O impacto das chuvas fortes e inundações vem sendo sentido na maior parte do país, incluindo os campos para pessoas deslocadas na região de Darfur, mergulhada em guerra. Em um caso, seis integrantes de uma missão de paz das Nações Unidas foram levados numa enxurrada. Quatro deles ainda estão desaparecidos.

A área mais fustigada é a da capital, Cartum. "Vimos que as chuvas torrenciais e as enchentes iam impactar as vidas de muitos. Sentimos a responsabilidade social de ajudar as pessoas", falou um porta-voz da Nafeer, Muhammad Hamd, 28. "A ideia surgiu a partir de uma discussão entre amigos no Facebook."

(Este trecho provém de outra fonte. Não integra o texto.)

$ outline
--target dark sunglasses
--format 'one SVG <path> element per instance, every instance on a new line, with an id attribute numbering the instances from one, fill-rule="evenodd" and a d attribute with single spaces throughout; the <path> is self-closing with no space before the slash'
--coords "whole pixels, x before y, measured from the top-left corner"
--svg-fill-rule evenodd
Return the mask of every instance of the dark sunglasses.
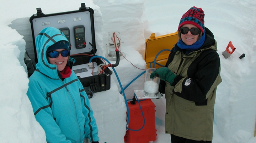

Uma "nafeer" é uma tradição social sudanesa que vem de um termo em árabe que significa "chamado de mobilização". A formação do grupo foi ainda mais importante porque o governo sudanês demorou a reagir à catástrofe, dizem alguns críticos.

"A resposta do governo foi fraca", comentou Khalid Eltigani, editor-chefe do jornal semanal "Ilaf". "Os jovens da Nafeer romperam o silêncio em relação ao problema das inundações."

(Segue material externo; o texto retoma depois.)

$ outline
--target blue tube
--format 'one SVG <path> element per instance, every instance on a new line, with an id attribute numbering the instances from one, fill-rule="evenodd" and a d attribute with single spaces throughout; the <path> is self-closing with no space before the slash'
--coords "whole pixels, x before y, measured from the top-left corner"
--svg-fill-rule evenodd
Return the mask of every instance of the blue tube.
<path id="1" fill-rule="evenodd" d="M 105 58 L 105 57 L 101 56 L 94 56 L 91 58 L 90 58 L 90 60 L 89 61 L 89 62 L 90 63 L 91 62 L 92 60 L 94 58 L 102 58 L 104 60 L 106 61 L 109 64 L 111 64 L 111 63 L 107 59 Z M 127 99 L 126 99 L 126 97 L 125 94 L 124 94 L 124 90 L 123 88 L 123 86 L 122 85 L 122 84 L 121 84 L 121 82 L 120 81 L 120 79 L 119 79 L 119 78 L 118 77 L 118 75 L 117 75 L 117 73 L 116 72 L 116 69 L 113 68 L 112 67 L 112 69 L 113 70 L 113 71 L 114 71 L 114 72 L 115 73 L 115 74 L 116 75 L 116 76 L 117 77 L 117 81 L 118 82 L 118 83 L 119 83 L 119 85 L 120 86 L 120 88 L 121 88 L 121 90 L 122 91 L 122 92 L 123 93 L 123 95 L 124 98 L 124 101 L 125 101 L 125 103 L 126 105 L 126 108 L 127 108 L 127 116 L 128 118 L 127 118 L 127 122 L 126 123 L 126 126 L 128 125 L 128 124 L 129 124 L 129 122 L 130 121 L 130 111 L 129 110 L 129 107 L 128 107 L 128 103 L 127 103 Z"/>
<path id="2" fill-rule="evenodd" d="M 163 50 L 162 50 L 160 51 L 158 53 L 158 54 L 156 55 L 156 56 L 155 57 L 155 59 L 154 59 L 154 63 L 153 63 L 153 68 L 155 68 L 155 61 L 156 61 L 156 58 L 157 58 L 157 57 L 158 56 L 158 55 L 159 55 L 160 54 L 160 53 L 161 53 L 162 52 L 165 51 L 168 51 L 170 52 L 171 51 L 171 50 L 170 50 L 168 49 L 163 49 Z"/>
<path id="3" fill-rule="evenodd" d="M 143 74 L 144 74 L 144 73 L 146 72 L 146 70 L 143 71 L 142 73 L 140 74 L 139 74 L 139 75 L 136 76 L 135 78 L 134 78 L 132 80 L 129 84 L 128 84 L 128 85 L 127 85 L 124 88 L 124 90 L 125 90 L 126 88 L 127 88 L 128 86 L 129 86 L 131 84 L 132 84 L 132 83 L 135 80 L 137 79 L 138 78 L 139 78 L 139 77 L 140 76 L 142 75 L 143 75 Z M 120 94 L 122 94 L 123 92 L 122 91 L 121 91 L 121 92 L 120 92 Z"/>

Funcionários do governo disseram que o nível das chuvas neste ano superou as previsões, mas que as coisas estão sob controle. "Não há necessidade de decretar estado de emergência", disse o ministro do Interior, Ibrahim Mahmoud Hamid.

Mark Cutts, chefe do Escritório da ONU para a Coordenação de Assuntos Humanitários no Sudão, descreveu a situação como "desastrosa". Segundo a agência, as inundações são as piores em 25 anos. O Sudão vem recebendo assistência de órgãos das Nações Unidas, do Qatar, dos Estados Unidos, do Japão, do Egito, da Etiópia e de outros.

A temporada das chuvas deste ano começou tarde, mas chegou com grande força. "Podemos atribuir o que aconteceu às mudanças climáticas", disse Nagmeldin Elhassan, do Alto Conselho para o Meio Ambiente e os Recursos Naturais, agência governamental.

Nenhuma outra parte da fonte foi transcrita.